If you have ever wondered how in the world our forefathers thought to invent the technologies we so much rely on today such as fridges, cars, or even toilets - you’re asking the wrong question.
In his book ‘How we got to now: Six innovations that made the modern world’, Steven Johnson replaces this query with a different one: what might have existed before the invention of fridges that inspired the absurd idea of storing one’s food in a cold empty box?
Instead of looking at an invention as a sudden light bulb above a genius’s head, Johnson invites readers to understand innovation as a logical outcome in a chain of events.
He attempts to replace our obsession with the people behind a creation, think Thomas Edison or the Wright brothers, with the creation itself.
In this 2014 book, Johnson tackles six innovations: glass, cold, sound, clean, time and light. On each topic, he delves into the history, technologies, and maps a contextual framework of each innovation.
The hummingbird effect
The backbone of the book rests on the concept of the ‘hummingbird effect,’ which explains how “innovations usually begin life with an attempt to solve a specific problem, but once they get into circulation, they end up triggering other [inventions]”.

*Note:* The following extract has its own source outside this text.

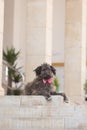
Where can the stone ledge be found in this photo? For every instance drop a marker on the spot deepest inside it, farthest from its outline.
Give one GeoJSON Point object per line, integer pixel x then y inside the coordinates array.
{"type": "Point", "coordinates": [35, 112]}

One example is the Gutenberg’s press. When Gutenberg invented the printing press, he had no idea prints would eventually pave the way for another invention: spectacles. Spectacles would later inspire more experimentation on lenses, and eventually lead to the creation of the microscope.
Similarly, when Reginald Fessenden invented a hydrophone system to detect icebergs in the early 1900’s, he didn’t intend for his technology to reverberate into the creation of the ultrasound decades later.
Although the ‘hummingbird effect’ sounds very similar to the ‘butterfly effect’, Johnson highlights the distinction as follows: The latter “involves a virtually unknowable chain of causality; you can’t map the link between the air molecules bouncing around the butterfly and the storm system brewing in the Atlantic,” he writes.
Although they are connected in the larger sense, we cannot track the connections or extract patterns. Meanwhile, the ‘hummingbird effect’ produces change in direct and intelligible way that can be studied and analyzed to predict the ‘adjacent possible’.
The adjacent possible
The ‘adjacent possible’ refers to the possibility of predicting future inventions when given the “tools, metaphors, concepts and scientific understanding of our time”.
In other words, the information and scientific progress we have at this current stage can dictate what will be invented next. The scientific information we have now forms the building blocks of what we are capable of inventing next.
“However smart you might be you can’t invent an ultrasound before the discovery of sound waves,” Johnson argues.
The inevitable invention
It is a misconception to think that an invention is unilateral, tied to only one creator, writes Johnson.
Due to the adjacent possibilities, most inventions come in clusters where many unrelated investigators could independently stumble onto the same discovery. This means that innovation is inevitable - if inventor X couldn’t create a certain tool, inventors Y, Z, or Q will.
In conclusion, Johnson’s argues that although inventors are highly admirable for implementing their ideas, they have a dormant role in the inevitable and evolutionary process of innovation.
To Johnson, an invention is a successor and a predecessor to a sequence of other inventions, not a solitary milestone caused by mere coincidence or a one man band.